Chief among Sinclair’s defense is the growing market for online video streaming offered by Netflix, Hulu, Amazon, and others, who’ve gone from transmitting content online to spending billions on developing original content of their own. For broadcasters to survive and compete, Sinclair argues, they’ll have to join forces.
“Today, the local broadcast industry is significantly challenged by declines in its primary revenue stream, local advertising, as well as other profound changes in the media ecosystem . . . such as Apple, Google, Netflix and Facebook, into the programming space,” Sinclair’s filing reads.
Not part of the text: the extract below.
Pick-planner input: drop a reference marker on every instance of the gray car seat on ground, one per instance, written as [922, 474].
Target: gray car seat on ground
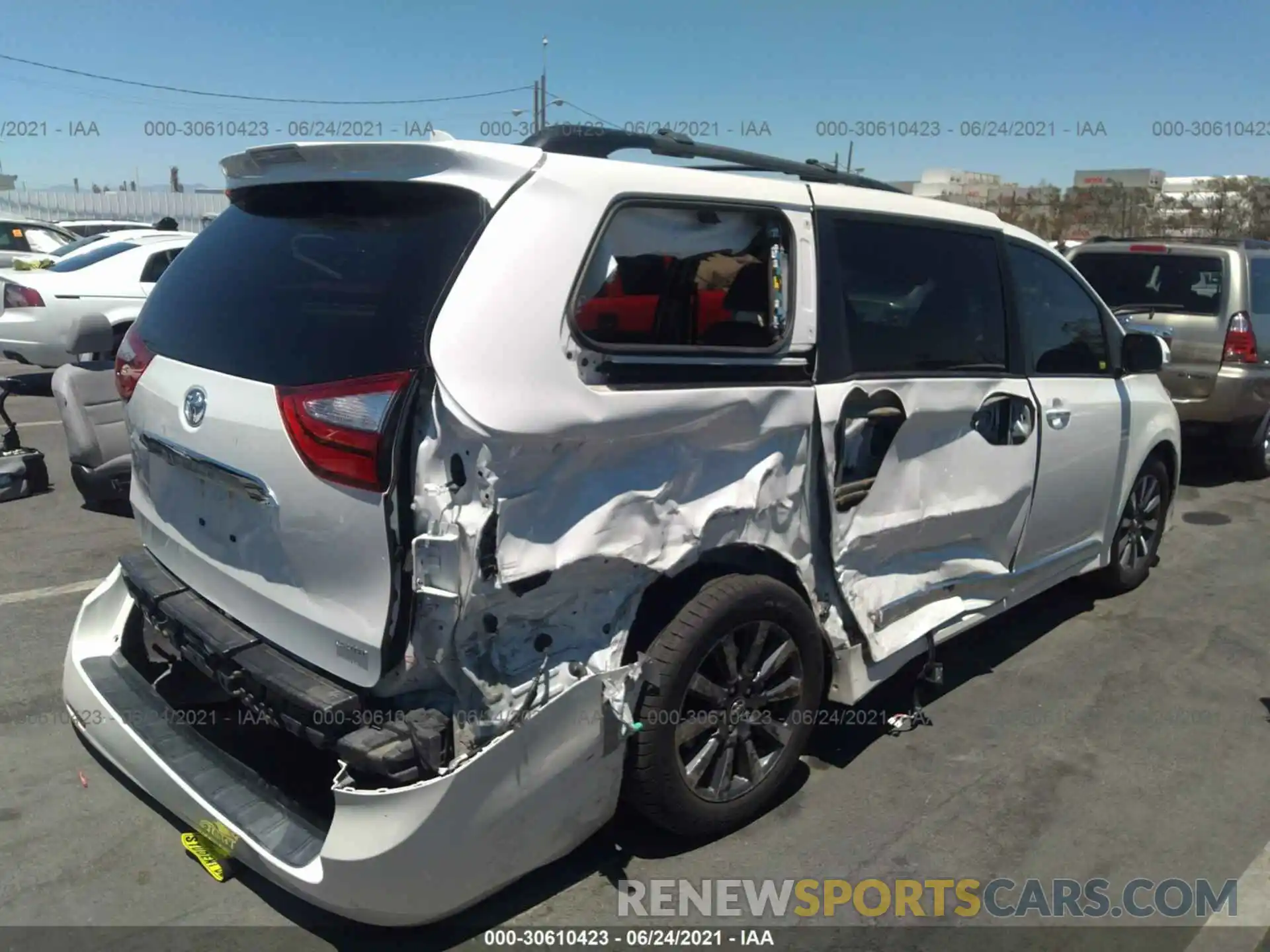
[92, 414]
The broadcaster notes Apple’s commitment to spend $1 billion on original content in the next year, while Netflix and Amazon plan to spend $7 billion and $4.5 billion. Sinclair, already the largest broadcaster in the U.S., says the market is already so consolidated that any other broadcaster seeking to buy Tribune, the second largest, would run into the same complaints critics have leveled at it.
Beyond the fact over-the-top video distributors like Google aren’t interested in buying a broadcaster, the $3.9 billion Sinclair-Tribune merger would ensure tens of millions who can’t afford a Netflix subscription can still get broadcast television for free, according to the mergees.
Sinclair reasserted that with the UHF discount in place — an outdated technical loophole revived by the Trump administration allowing the combined companies to exceed the national audience cap — the Sinclair-Tribune merger won’t be in violation of FCC rules. Mergees also plan to sell any other stations necessary to comply with rules forbidding ownership of two stations in the same market (though Sinclair’s found ways around those rules before by selling stations to employees and family).
The filing also tackles claims by Dish Network and cable providers that Sinclair will try to boost the fees satellite and cable providers must pay to retransmit broadcaster content — price hikes they say will ultimately be passed on to consumers’ monthly bills.
“Petitioners’ retransmission consent arguments are self-serving and unsupported,” Sinclair said, noting the same arguments have been raised in the recent past during the Nexstar-Media General merger overseen by the FCC. “The Commission correctly rejected these arguments then, and they are no more persuasive here.”
The extreme conservative political news bias exhibited by Sinclair prompted one former FCC commissioner to dub the broadcaster “the most dangerous company most Americans have never heard of” and received a recent scathing review by HBO’s “Last Week Tonight with John Oliver.” But Sinclair dismissed those concerns on paper — even those coming from fellow conservative news outlets like Newsmax — arguing the national content it distributes to its locally owned subsidiary stations allows them to focus more on local stories.
“[T]hose stations in Tribune markets will be able to direct more resources to covering local news stories,” Sinclair says. “Petitioners’ allegations of harm are entirely unsupported by facts and are merely based on hearsay and innuendo (and a number of them raise obvious First Amendment viewpoint discrimination issues).”
The companies told the FCC their merger would guard against the deterioration of local news outlets like newspapers brought on by the internet.
“In short, the opponents to this deal have things backwards,” the companies argue. “Far from disserving the public interest, the combination of Tribune and Sinclair will advance that interest by strengthening local broadcasting’s ability to compete in the modern media landscape and by staving off the devastating pressures that have decimated the newspaper business.”
They asked the FCC to “dismiss or deny the petitions in full” and “grant consent to the proposed transaction.” Neither the Department of Justice nor the FCC have given the merger antitrust or public interest OKs yet. But congressional Democrats opposed to the transaction have called attention to a series of deregulatory actions by FCC Chairman Ajit Pai that have directly facilitated the merger.